There seems to be in some circles this strange belief that Russia is somehow all-powerful because they have gas and oil and thus the Western world can only cower in fear of the almighty Russian bear turning off the oil and gas taps.
Conveniently scary story that, I’m sure the same people who buy that malarky are the ones who bought the FoxNews Al-Qaeda suitcase nuke stories as well.
A quick wake up call to these people: If Russia would stop selling oil and gas to Europe, you know what? Russia would not get any money.
But they’ll sell to the Chinese! They cry. Ah, how wrong they are and I’ll come to that later in this post. First, let’s have a brief look at Russia’s economic situation if they were to start using oil as a weapon.
Russia is a kleptocracy plagued by serious economic disparity and endemic corruption. In other words it’s a traditional emerging market with all the problems such a market entails, but to some people for some strange reason it seems like a superpower.
Bah-humbug says I.
But don’t take my word for it, take someone’s who is much smarter than I, The Streetwise Professor. He penned a short, clear, fact based article on this subject, the jist of which is that for Russia “Using the Energy Weapon is Economic Suicide”. You really should read his post, now!
If you then find yourself starting to geek out a bit (like I did) you might want to follow up by reading a thorough analysis “Crimeanomics favours the West”. It’s written by UBS analysts, so as articles go it’s what you’d expect, a bit boring. But the underlying numbers and data are interesting.
Russians Selling Oil to The Chinese
Right then, let’s get back to the US dollar and the Chinese, who are going to buy all this Russian oil as we in Europe go back to living in igloos and trading squirrel furs with each other to survive because the Russians didn’t pump gas to Germany.
I have one word for these people who think that changing from the US dollar as an oil currency is a simple matter. That word is hedge.
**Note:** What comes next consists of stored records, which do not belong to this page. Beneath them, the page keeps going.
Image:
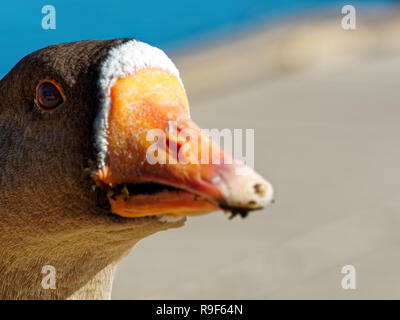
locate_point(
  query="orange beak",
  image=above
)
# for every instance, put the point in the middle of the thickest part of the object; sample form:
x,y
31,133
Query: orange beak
x,y
160,162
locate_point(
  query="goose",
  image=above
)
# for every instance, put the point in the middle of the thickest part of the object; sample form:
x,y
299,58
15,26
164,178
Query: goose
x,y
78,188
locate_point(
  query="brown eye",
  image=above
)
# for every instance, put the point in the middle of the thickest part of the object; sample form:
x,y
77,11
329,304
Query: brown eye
x,y
48,95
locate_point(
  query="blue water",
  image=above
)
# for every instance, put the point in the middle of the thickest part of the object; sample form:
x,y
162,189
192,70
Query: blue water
x,y
169,24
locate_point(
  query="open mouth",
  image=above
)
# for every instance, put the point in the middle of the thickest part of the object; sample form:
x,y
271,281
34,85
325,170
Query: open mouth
x,y
145,198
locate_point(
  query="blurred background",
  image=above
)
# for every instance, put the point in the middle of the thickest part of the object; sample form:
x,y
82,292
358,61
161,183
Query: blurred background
x,y
324,103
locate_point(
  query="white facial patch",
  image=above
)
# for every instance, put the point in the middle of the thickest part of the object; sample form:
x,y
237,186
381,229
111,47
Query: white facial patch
x,y
122,61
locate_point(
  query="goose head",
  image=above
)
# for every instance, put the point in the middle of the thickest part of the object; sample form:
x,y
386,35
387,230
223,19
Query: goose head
x,y
98,150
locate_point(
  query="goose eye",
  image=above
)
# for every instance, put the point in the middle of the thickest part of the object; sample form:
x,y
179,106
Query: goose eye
x,y
48,96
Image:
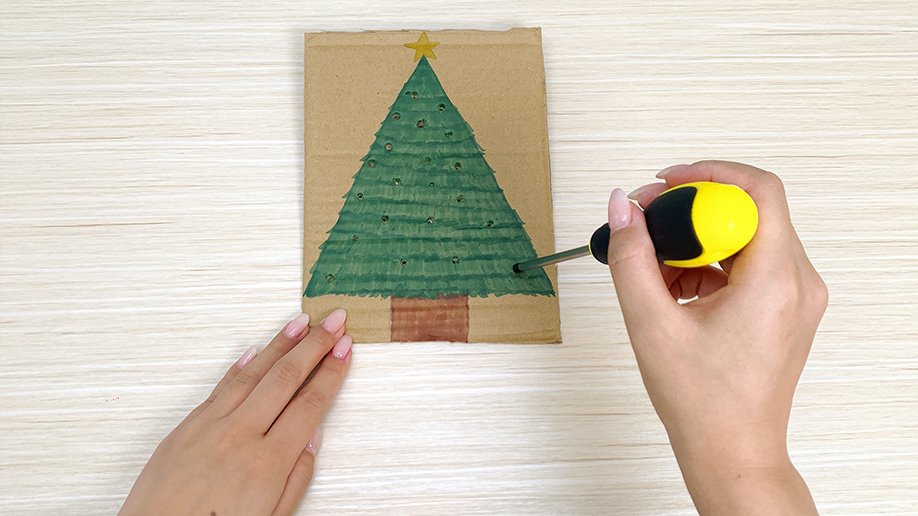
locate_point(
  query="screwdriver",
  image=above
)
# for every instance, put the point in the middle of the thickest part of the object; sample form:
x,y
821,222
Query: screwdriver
x,y
690,225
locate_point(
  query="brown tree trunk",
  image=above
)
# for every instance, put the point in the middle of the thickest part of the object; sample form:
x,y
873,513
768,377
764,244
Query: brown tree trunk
x,y
421,319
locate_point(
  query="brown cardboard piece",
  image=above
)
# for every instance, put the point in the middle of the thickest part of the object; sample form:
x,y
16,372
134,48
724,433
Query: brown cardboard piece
x,y
497,82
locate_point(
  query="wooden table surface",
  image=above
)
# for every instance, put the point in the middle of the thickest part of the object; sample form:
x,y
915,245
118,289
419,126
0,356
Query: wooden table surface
x,y
151,171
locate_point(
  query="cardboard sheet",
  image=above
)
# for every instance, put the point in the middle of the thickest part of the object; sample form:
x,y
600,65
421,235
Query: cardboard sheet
x,y
427,178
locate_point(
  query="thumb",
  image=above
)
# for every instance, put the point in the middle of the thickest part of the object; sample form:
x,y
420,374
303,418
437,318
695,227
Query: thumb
x,y
642,292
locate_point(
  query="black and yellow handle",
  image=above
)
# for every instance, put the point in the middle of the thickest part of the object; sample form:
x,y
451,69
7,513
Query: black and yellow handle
x,y
693,225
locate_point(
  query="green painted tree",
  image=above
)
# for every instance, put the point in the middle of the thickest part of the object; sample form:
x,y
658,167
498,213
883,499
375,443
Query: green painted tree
x,y
425,217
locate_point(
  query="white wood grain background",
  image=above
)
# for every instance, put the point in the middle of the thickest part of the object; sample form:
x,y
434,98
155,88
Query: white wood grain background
x,y
150,192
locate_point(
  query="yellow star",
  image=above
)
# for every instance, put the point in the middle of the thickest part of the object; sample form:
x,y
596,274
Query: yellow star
x,y
423,47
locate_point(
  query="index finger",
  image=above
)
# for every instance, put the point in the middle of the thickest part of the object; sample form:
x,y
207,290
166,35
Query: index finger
x,y
285,378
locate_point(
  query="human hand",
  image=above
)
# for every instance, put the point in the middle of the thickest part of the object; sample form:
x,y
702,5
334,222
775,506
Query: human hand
x,y
721,370
249,449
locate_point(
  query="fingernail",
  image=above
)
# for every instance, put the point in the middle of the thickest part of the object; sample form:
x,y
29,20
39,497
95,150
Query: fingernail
x,y
342,347
335,320
315,441
296,327
661,174
619,210
247,357
638,191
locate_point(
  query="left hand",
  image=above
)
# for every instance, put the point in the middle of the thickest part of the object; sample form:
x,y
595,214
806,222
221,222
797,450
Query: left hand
x,y
249,449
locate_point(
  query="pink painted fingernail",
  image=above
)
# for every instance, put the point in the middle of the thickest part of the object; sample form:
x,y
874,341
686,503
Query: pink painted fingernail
x,y
638,191
315,441
247,357
334,321
619,210
661,174
342,347
296,327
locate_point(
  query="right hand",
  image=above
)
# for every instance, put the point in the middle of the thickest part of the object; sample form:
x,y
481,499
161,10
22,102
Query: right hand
x,y
721,370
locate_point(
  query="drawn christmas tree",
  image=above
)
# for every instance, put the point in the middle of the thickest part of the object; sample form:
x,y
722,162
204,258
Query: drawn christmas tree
x,y
425,222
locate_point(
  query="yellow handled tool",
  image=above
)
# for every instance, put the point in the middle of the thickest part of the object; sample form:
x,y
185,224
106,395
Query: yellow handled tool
x,y
691,225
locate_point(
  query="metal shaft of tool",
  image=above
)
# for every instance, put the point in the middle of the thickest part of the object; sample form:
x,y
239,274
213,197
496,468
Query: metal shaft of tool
x,y
552,258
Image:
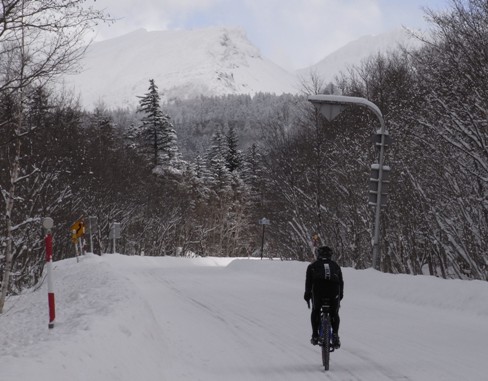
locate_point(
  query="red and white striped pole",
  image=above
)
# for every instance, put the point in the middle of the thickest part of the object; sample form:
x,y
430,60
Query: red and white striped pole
x,y
48,224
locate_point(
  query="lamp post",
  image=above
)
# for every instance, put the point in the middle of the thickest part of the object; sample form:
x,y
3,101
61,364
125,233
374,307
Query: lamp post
x,y
330,106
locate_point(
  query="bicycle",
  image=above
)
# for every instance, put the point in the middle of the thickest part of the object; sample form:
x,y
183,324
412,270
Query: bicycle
x,y
326,335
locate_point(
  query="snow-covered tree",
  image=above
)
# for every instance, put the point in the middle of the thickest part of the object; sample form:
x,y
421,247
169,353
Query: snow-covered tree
x,y
156,134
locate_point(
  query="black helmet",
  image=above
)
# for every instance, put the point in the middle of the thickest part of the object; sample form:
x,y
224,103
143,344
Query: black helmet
x,y
324,252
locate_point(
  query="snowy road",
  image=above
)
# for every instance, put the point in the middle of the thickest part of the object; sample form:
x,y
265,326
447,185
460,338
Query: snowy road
x,y
181,319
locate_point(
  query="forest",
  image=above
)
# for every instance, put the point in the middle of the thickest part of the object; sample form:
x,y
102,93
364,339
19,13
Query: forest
x,y
196,176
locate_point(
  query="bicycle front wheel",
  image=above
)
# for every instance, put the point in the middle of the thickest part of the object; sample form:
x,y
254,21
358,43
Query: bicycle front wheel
x,y
326,343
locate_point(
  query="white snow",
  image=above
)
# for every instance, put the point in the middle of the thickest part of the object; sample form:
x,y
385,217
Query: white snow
x,y
355,52
164,318
184,63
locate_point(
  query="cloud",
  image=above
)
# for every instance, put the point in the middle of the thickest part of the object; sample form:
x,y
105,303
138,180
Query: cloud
x,y
290,32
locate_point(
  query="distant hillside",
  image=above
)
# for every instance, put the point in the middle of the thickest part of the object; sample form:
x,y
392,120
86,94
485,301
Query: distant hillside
x,y
184,64
356,51
211,61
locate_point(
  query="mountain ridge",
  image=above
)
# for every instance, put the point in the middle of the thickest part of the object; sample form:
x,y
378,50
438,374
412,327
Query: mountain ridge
x,y
211,61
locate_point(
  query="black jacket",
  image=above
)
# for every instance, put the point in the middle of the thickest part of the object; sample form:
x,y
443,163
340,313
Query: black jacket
x,y
318,287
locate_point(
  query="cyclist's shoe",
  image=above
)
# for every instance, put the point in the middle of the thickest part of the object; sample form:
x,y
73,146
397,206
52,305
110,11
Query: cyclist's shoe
x,y
314,340
336,342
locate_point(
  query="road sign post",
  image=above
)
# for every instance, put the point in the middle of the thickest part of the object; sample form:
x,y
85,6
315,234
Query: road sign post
x,y
263,221
48,223
114,234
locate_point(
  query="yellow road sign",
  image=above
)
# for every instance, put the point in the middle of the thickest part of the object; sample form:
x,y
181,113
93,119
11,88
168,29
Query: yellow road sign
x,y
77,230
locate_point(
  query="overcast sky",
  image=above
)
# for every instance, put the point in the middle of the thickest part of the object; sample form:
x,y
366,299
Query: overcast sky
x,y
292,33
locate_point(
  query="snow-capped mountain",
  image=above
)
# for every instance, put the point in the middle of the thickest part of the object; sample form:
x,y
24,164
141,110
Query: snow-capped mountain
x,y
184,63
210,61
353,53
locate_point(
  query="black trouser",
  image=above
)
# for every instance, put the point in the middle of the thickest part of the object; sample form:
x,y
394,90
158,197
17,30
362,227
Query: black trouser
x,y
334,318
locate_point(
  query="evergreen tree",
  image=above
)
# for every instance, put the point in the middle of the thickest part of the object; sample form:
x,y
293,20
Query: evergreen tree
x,y
219,174
232,154
156,134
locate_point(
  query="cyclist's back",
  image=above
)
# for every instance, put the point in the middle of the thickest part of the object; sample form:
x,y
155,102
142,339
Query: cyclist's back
x,y
324,282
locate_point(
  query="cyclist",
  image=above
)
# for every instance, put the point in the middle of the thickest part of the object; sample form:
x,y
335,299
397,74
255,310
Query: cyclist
x,y
324,281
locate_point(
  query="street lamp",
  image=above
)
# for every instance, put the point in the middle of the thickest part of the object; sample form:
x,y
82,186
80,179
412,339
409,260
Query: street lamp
x,y
330,106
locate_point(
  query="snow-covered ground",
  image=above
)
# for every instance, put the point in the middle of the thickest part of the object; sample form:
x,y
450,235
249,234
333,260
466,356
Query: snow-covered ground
x,y
143,318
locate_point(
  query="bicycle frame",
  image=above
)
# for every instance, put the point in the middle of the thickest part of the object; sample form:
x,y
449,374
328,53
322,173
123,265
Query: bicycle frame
x,y
325,335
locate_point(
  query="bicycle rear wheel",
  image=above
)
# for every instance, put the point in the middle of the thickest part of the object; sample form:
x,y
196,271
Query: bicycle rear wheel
x,y
326,343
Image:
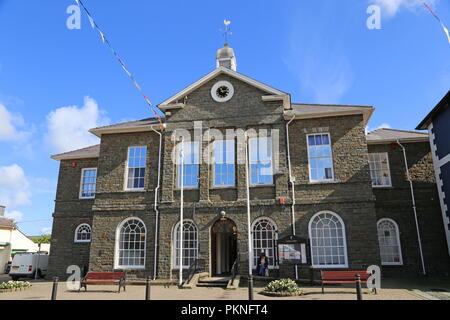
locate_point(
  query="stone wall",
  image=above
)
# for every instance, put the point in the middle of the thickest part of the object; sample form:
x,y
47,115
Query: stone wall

How are the buyers and sellers of Russia’s “traded in any currency other than US Dollars” oil going to hedge their oil exposure? If you are wondering what the heck I’m on about, allow me to elaborate.
Many things happen and a lot of time transpires from the time that oil is extracted to the time you pump it into your car in the form of petrol this causes the price of oil to go up and down. We pros prefer to use the word volatility because it makes us sound like we know what we are talking about (and you don’t).
Because of the uncertainty in the price of oil a there emerged a futures market. The futures market is used as insurance by all participants in the petroleum sector to protect (hedge) against price swings. (It’s pretty basic stuff, here you’ll find a good example of how hedging works).
The global oil futures market is valued at tens of billions of US dollars. Why US dollars? Because that’s what the contracts are denominated in. So here we are, back to the US dollar again.
So for all of those who think "Eeeek Russia, ooh how strong" please explain to me how Mr. Oilagotski from Russia and Mr. Wan-Sum-Lube from China are going to do business without a proper working futures market in an appropriate currency?
If the Russians and Chinese want to end US dollar hegemony in the oil markets they need to come up with a working market that participants can use to hedge their inventories and purchases. Without that it’s just two-way bartering, slower and more cumbersome than the current system.